Background and Blended Spectral Line Reduction in Precision Spectroscopy of EUV and X-ray Transitions in Highly Charged Ions
Round 1
Reviewer 1 Report
The authors presented the method for background and blended spectral line reduction in precision spectroscopy of EUV and x-ray transitions in highly charged ions. The gave example with extreme ultraviolet spectra of Na-like and Mg-like Os and Ir which were recorded using a grazing incidence spectrometer. The method is based on subtraction applied to time-normalized spectra of highly charged ions of Os and Ir, which degrees of ionization are very similar. Because of that the authors suppose the similar ion charge distributions of heavy highly charged ions that create similar potentials for lighter contaminating background elements and suppose the same plasma condition for residual gases and expect that the subtraction method is justified.
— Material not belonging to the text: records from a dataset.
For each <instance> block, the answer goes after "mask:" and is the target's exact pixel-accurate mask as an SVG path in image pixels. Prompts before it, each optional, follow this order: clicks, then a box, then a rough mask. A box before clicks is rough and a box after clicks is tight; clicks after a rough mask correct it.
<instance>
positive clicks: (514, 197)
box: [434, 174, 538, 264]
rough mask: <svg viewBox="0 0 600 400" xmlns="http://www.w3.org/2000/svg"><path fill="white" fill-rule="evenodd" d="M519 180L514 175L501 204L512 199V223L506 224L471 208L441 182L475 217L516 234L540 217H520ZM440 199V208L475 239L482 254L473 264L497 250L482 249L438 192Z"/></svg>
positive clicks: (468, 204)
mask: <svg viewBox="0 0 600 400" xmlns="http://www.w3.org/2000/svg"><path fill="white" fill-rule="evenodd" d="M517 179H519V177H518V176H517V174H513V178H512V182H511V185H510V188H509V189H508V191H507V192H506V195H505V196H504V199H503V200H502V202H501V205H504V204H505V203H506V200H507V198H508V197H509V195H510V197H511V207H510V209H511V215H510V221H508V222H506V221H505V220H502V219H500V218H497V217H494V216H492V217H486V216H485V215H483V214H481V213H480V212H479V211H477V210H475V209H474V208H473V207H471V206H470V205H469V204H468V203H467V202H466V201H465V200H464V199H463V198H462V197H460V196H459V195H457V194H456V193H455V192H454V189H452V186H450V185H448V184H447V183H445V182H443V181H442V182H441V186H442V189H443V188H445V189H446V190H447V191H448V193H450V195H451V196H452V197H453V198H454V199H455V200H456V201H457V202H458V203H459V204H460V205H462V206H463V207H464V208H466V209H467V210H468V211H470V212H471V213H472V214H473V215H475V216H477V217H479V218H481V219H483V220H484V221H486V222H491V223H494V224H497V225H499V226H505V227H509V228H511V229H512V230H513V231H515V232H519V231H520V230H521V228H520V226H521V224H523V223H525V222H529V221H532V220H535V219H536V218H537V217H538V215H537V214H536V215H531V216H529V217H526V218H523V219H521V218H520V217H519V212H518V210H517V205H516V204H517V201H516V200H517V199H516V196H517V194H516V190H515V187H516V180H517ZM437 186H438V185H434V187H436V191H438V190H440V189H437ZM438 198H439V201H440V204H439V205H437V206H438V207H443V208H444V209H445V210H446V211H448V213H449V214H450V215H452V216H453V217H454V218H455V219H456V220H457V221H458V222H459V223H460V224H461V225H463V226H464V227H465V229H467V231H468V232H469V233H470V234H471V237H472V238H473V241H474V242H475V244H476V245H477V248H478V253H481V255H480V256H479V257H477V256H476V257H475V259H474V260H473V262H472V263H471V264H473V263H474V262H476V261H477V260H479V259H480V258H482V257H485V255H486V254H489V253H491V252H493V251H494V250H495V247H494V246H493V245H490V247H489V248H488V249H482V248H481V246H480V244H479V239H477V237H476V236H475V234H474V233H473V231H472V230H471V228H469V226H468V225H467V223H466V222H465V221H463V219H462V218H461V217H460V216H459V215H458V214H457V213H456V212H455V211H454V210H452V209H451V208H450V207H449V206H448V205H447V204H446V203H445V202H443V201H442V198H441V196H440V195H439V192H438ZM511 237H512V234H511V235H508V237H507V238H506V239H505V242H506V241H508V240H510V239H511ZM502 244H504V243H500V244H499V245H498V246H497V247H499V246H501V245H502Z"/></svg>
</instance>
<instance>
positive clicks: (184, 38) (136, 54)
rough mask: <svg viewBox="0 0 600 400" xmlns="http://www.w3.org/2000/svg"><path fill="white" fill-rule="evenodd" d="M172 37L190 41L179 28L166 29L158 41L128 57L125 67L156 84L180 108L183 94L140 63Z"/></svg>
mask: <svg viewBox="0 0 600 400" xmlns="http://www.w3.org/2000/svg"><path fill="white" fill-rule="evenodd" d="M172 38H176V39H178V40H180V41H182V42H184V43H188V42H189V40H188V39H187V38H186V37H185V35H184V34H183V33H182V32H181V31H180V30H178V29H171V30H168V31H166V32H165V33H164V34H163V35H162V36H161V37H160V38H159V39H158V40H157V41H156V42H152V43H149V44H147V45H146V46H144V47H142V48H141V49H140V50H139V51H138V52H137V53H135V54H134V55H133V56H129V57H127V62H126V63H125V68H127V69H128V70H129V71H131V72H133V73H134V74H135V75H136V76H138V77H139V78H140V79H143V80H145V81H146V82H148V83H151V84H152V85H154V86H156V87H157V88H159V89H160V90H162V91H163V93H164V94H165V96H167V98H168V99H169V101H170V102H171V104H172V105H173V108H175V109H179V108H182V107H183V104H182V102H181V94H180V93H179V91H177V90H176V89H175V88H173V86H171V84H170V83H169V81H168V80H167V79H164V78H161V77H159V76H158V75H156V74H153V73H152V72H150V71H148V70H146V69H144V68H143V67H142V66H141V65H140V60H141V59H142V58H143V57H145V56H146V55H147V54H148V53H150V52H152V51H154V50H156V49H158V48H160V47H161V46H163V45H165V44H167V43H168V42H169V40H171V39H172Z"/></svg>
In my opinion the method of subtraction is adequate and very useful in the cases where there are existing of known or unknown residual gases in plasma.
Minor objection:
The authors mention that there are many important reasons for obtaining precision spectra of highly charged ions due to they being potential candidates for testing of fundamental symmetries and QED because the study of nuclear properties taking advantage of their compressed wave functions. Also, in general plasmas the states of highly charged ions being the dominant state of matter in the early and current universe.
So that I would like to suggest the authors to emphasize in the text and warn readers to be aware that the method could eliminate background and blended spectral lines originated from lighter ions, but their influence on shift and changes in shape of spectral lines of highly charged ions can not be always neglected, especial in condition of their larger presence and in very high density plasmas. This is necessary to be used in account in precision measurements which could be critical for pushing the limits of QED and the Standard Model.
Author Response
We agree that an additional statement is necessary that explicitly states how this technique reduces background and blended spectral lines since the underlying goal is to reduce the overall systematic uncertainty to below the statistical uncertainty (with no assumption that the systematic uncertainty is eliminated entirely). Previous systematic uncertainty estimations have been made (Gillaspy, Phys Scr, 2014) to estimate existing shifts. This statement has been added at the end of the paper.
Reviewer 2 Report
I recommend this article to be published following addressing some minor questions. This addresses a good problem in the field and the authors present a solid approach to studying this issue.
one question I have is around interpreting experiment with CR models. At these intermediate to high-ish electron beam energies the relativistic treatment of inelastic scattering will likely impact the cross sections near the peak of the cross section at 2 to 3 threshold energies. I ask the authors to comment on this observation, and whether the theoretical CR models they allude to are capable of using or calculating relativistic cross sections to account for enhancements to scattering cross section at the peak of the ICS.
Author Response
Since this paper does not address CR modeling, we would prefer not to discuss this issue. However, the atomic collisions code (FAC) can indeed include relativistic effects in ICS.